As art has become less definable by medium, photographers have tended to remain the most genre-specific of practitioners. Perhaps this has to with the medium’s commonality and a consequent need for an artist to define a recognizably coherent subjectivity. Recently, younger photographers, such as David Meskhi, have been actively disregarding such constraints. His exhibition “Higher” consisted of analog photographs taken in his native country of Georgia since 2007. Many show a gang of teenage skateboarders on a promenade backed by a pale strip of cerulean sea. The mode of display, like the style of the photographs, varied radically. Slick high-definition color prints were taped directly to the wall; others were framed. There were shabby black-and-white images, dissolving in their own grain, like pictures cut out of an old newspaper. Similarly, the hanging was self-consciously haphazard, uneven, whimsical.

Meskhi offers scenes like boys swigging liquor in a graffitied basement (an untitled work from 2008) or communing in a dark field (New Year’s, 2009). The intimacy of the images suggests that they belong to a visual diary put together by one of the gang. And yet Meskhi, in his early 30s, would seem too old to belong to this milieu. The work also conveys something of a fashion shoot’s glamour—aided both by a technical similarity to fashion photographers’ recent use of analog point-and-shoot cameras, and by the boys’ skinny jeans and trendily disheveled hair. However, it is less the currency of stylish spectacle than the datedness of nostalgia, the fragility of memory, that accounts for the emotiveness of the pictures.

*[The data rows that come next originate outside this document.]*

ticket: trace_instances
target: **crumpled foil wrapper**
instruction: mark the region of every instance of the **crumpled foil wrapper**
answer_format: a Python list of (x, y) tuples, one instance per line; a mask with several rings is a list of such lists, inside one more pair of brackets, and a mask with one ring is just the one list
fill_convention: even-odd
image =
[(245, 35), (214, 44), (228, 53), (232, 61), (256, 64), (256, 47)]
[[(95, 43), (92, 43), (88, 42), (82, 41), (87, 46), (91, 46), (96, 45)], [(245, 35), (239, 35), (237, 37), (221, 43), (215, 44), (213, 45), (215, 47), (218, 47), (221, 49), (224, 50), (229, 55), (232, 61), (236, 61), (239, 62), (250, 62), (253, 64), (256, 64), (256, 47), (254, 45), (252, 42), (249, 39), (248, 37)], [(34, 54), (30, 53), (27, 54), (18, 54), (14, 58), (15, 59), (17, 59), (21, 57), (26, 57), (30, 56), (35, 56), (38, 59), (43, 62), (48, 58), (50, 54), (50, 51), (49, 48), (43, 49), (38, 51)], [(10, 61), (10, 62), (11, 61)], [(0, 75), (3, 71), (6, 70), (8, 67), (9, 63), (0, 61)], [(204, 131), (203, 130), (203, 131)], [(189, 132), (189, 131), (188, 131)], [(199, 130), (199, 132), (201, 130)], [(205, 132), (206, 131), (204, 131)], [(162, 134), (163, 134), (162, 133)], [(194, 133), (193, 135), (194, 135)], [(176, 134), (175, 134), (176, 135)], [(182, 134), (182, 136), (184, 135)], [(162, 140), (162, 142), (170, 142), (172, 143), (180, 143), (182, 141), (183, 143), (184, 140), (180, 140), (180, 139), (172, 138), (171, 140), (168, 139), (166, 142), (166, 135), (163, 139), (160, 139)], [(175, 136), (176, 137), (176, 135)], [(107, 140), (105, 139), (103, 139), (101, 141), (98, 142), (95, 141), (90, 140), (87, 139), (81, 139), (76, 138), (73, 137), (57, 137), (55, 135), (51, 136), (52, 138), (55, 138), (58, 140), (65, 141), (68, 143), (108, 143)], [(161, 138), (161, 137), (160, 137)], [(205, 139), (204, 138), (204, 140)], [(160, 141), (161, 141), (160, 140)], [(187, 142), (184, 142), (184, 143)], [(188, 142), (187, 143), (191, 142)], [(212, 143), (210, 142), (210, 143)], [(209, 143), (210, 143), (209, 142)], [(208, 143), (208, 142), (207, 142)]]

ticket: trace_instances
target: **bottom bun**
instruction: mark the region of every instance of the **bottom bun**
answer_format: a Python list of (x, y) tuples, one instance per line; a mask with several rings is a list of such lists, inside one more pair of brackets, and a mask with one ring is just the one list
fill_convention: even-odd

The show was divided informally into two sections; in the second, the photographs look vintage, like souvenirs of the golden age of East European athletics. Muscled figures work out in a gym, swinging from poles, falling spread-eagle into safety nets. One of these images switches to color, showing two gymnasts pivoting on one of the shoreline benches that feature in the skateboarder pictures; it effects a bridge between the personal nostalgia of the first section and the air of historical appropriation in the second. The gymnasts exude the fierce dedication to sports achievement we associate with the Cold War period. But this is also a false trail: these images are no less contemporary, or no less Meskhi’s own, than those of the teen gang. He blends the autobiographical visual diary, the fashion/media image, the social documentary and the appropriated relic, evading each of these categories in order to allow his photographs to establish their own territory—the utopian/dystopian aspiration of youth, an idealism which self-reflexively parallels that of an artist. An untitled work from 2010 shows a concrete pier receding into the sea, with a topless boy in white jeans at its farthest reach. In the coarse grain of the photograph, the pier merges with the sea, so the youth appears to walk on water, as the gymnasts appear to fly off their bars and the skaters to levitate from their boards. They defy gravity as the photographs that capture them defy time.


Photo: David Meskhi: Untitled, 2010, from the series “Higher,” C-print, 11 3⁄4 by 7 7⁄8 inches; at Micky Schubert.